Friday, April 16, 2010
Which Way Is The Real World?
It’s all well and good to believe in happy endings. But, when someone just keeps screwing up, well, I guess eventually you just have to say, “fuck you.” Or something like that. I heard that today.
Aspen. The land of Happy Endings (both PG and NC-17). Aspen. The bastard child that was born when Sodom and Gomorra fucked the American Dream at the end of a weeklong bender. Aspen. A paradise found. Problem is, Aspen’s got no rules. And like the cliché says, absolute power corrupts absolutely.
I spent the last four months waking up to dark coffee, the Times and two hour breakfasts. In was the trophy wide without the rich husband. I skied, I hiked, I did yoga, I repeated. I amused myself by figuring out which sap I could get to buy my overpriced meal and my fancy glass of wine. No one ever tells you to grow up. No one tells you that hanging out with Jim, Jack and Johnny seven nights a week is actually called alcoholism.
After an evening of average conversation with a nice guy I gave up on the Ridel wine glass and started swigging straight from the bottle of overpriced wine that was meant to impress me. I got just drunk enough to close my eyes and leave my body. To settle for mediocre sex with a man who waxes poetic about how we were the fortunate few here in Aspentown. We didn’t have to deal with real life.
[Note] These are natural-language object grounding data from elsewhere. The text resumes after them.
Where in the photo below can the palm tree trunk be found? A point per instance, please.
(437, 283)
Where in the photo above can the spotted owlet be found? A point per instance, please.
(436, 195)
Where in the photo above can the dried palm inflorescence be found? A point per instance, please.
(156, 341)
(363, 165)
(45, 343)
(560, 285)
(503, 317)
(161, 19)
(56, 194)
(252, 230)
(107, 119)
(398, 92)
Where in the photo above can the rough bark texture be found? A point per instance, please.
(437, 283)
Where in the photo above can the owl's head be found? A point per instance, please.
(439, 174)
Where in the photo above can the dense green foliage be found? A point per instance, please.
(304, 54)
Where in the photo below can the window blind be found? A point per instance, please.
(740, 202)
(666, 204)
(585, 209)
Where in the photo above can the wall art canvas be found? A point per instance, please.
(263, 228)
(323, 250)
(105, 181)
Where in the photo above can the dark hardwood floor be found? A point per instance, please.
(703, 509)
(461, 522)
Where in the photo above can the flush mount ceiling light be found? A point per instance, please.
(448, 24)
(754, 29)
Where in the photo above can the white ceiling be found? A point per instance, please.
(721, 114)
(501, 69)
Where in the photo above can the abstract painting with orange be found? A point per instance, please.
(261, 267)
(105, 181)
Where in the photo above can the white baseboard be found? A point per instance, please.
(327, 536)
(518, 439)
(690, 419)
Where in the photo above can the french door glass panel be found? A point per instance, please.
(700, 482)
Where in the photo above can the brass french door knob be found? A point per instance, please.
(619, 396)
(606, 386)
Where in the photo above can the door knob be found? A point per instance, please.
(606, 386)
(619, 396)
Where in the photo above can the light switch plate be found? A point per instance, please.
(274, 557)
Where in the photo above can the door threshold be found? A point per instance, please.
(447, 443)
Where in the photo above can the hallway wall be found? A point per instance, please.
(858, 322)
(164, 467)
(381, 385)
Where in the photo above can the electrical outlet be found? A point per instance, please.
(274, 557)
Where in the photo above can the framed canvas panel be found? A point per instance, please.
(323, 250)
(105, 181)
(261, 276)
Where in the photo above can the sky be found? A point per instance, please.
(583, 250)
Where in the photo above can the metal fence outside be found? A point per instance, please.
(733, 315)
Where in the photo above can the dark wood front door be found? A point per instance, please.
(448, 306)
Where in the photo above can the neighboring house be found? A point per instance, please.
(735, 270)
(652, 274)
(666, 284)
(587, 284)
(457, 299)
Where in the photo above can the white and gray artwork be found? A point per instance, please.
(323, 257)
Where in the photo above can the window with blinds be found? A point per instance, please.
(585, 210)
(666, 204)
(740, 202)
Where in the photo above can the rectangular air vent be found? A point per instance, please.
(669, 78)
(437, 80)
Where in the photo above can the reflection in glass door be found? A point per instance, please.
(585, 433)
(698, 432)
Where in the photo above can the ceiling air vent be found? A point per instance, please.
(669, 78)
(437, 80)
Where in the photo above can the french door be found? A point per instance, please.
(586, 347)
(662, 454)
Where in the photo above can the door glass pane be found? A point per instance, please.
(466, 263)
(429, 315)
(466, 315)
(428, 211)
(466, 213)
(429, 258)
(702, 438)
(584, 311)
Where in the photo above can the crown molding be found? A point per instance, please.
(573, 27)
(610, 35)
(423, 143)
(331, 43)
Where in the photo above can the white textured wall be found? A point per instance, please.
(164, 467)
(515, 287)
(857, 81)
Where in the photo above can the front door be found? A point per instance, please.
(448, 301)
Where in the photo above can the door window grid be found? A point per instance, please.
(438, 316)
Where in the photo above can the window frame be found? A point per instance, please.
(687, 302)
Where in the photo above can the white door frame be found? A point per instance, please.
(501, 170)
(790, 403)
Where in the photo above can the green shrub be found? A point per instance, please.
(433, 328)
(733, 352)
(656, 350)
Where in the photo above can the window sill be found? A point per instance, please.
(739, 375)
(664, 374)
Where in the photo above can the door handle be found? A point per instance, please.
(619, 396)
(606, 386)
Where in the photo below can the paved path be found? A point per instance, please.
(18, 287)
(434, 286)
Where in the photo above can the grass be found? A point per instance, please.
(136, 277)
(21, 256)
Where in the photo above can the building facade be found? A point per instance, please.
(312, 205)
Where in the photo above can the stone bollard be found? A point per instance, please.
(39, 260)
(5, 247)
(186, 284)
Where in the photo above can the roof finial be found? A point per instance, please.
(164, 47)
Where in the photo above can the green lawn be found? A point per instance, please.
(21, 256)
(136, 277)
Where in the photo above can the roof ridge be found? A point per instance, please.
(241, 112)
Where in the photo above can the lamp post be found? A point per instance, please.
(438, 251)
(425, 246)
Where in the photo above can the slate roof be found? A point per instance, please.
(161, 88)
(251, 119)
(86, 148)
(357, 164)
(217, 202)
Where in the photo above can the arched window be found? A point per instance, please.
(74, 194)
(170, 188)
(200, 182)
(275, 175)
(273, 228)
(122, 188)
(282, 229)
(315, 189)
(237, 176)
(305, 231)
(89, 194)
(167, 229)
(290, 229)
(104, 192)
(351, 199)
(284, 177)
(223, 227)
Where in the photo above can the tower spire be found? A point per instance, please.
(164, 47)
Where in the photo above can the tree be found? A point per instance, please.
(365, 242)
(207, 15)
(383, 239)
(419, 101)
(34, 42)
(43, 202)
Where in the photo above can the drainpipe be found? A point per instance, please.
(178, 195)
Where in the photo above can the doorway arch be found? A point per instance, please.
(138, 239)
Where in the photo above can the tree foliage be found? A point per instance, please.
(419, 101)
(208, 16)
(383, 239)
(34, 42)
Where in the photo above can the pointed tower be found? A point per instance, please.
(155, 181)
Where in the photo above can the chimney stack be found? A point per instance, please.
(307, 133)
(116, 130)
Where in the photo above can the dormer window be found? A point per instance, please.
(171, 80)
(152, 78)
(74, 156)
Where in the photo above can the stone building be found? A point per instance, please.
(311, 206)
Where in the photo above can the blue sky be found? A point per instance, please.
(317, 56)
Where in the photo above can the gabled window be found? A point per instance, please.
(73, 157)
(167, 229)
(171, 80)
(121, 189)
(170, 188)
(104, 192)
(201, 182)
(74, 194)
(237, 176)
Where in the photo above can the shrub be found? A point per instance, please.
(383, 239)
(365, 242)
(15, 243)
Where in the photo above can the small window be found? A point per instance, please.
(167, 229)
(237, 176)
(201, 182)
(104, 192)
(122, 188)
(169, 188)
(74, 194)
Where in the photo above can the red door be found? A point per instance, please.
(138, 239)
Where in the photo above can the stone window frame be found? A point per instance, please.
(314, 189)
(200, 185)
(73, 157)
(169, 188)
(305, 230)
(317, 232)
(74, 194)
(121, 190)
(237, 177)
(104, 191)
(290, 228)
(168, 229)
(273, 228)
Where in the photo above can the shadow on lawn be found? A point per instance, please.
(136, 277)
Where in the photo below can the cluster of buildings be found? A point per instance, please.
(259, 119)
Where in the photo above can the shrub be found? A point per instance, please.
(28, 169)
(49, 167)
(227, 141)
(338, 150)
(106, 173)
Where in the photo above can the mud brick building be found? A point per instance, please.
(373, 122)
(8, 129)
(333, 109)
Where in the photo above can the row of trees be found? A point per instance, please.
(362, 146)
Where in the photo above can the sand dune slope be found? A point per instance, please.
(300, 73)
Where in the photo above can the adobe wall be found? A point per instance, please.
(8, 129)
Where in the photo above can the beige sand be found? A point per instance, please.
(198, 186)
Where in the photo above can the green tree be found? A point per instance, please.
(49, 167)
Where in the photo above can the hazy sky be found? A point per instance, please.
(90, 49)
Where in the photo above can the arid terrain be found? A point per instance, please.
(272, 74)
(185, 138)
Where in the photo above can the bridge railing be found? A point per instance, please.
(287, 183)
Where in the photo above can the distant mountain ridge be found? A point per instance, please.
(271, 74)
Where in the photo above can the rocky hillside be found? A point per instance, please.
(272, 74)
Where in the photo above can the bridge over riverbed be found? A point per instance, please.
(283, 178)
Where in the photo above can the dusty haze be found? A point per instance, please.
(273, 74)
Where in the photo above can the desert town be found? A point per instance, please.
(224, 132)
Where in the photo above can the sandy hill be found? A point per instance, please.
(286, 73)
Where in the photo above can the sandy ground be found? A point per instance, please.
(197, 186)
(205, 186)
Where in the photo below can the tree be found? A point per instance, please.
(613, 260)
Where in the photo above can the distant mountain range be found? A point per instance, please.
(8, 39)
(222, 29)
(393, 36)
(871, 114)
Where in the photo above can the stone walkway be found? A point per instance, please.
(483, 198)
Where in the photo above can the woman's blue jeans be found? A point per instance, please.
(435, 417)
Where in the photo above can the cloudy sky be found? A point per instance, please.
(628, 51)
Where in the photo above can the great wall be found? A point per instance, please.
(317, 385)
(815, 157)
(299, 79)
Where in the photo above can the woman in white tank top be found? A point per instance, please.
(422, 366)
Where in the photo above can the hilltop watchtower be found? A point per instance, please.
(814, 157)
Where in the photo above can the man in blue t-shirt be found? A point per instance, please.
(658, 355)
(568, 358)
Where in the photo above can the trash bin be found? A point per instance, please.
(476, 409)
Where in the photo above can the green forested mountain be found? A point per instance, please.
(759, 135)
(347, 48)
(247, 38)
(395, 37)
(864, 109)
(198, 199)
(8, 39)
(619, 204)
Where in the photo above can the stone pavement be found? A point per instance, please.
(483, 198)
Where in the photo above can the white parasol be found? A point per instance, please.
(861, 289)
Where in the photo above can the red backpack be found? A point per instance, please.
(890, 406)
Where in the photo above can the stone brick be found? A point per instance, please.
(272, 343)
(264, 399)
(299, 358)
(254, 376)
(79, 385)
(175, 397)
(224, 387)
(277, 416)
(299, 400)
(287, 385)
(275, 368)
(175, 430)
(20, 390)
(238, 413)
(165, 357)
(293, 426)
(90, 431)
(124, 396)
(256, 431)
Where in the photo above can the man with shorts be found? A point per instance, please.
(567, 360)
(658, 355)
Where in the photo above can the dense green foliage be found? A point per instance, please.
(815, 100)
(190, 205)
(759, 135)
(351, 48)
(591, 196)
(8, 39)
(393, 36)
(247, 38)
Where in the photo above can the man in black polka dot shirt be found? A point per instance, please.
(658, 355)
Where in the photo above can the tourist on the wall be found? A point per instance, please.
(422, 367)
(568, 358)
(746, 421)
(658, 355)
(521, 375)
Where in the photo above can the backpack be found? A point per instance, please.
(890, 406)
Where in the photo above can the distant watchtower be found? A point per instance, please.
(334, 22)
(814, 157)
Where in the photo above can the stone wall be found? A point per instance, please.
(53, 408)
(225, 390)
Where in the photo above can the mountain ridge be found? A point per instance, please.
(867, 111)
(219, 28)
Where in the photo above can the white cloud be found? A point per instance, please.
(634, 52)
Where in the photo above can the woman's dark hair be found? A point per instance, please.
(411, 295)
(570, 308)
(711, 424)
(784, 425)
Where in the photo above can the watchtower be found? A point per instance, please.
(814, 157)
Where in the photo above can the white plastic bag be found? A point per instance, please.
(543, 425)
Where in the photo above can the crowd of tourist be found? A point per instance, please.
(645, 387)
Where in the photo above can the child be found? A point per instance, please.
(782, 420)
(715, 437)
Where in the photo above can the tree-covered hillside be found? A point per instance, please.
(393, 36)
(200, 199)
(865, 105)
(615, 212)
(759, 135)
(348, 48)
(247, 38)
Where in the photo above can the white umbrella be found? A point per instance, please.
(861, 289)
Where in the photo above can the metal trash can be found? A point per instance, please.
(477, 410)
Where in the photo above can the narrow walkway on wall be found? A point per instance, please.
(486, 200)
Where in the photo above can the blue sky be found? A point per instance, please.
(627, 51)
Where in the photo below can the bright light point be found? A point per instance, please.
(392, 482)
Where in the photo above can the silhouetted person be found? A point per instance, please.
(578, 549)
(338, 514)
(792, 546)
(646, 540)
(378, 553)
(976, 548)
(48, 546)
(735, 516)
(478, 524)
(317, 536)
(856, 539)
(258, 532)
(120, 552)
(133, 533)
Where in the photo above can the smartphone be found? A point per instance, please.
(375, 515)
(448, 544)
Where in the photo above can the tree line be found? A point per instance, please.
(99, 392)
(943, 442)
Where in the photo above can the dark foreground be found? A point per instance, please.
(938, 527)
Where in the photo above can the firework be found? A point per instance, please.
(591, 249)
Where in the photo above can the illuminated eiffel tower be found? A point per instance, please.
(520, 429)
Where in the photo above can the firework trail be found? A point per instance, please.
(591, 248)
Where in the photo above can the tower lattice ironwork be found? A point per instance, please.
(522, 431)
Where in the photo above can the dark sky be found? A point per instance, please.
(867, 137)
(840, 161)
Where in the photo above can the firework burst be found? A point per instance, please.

We got to hide from it all in the Land of Milk and Honey. Bullshit.
The problem with Paradise Island is that none of its real. The only real things in life are those that happen by accident. You can’t force real. And you sure as shit can’t buy happiness. I hate it when clichés are true.
After a minute of living in paradise, shit got real. That’s the problem with life. Sometimes it’s real. And sometimes that’s hard. And I guess you just have to deal with it.
When shit got real, that’s when I got happy. There’s friends killing themselves, family members fighting, lovers turning their back on me, unplanned pregnancies, families dying, lovers lying, money getting flushed down the golden drain and you know what? I am happy. Hysterically, manically happy. Genuinely happy. All on accident. I am not happy despite these things. I am not happy because I live in Aspen and ski all day and party all night. I am happy because life is one huge, hot mess. Life is that drunk chick at the bar who is five sheets to the wind with mascara running down her face. She’s up on the bar singing Janis Joplin and drinking tequila from the bottle. And she’s loving every minute of it. Because it’s real.
I guess that’s life. It’s not the perfect mountain town fabricated with equal parts Dior, private jets and pristine ski slopes. It’s the little blond passed out in the bathroom at Su Casa. It’s that naked photo you wish wasn’t on Facebook. It’s the one night stand that became a baby. It’s the cancer that you weren’t expecting. It’s the lover who says they aren’t in love with you, and probably never were. It’s a dirty, cheating, lying bitch. And you gotta love it. Not because it’s perfect. But because it’s real. And because it’s one huge, messed up accident. No amount of planning could create that.
And on this sunny day in paradise hell, I’m sitting here wondering where it all went wrong. And this is my story.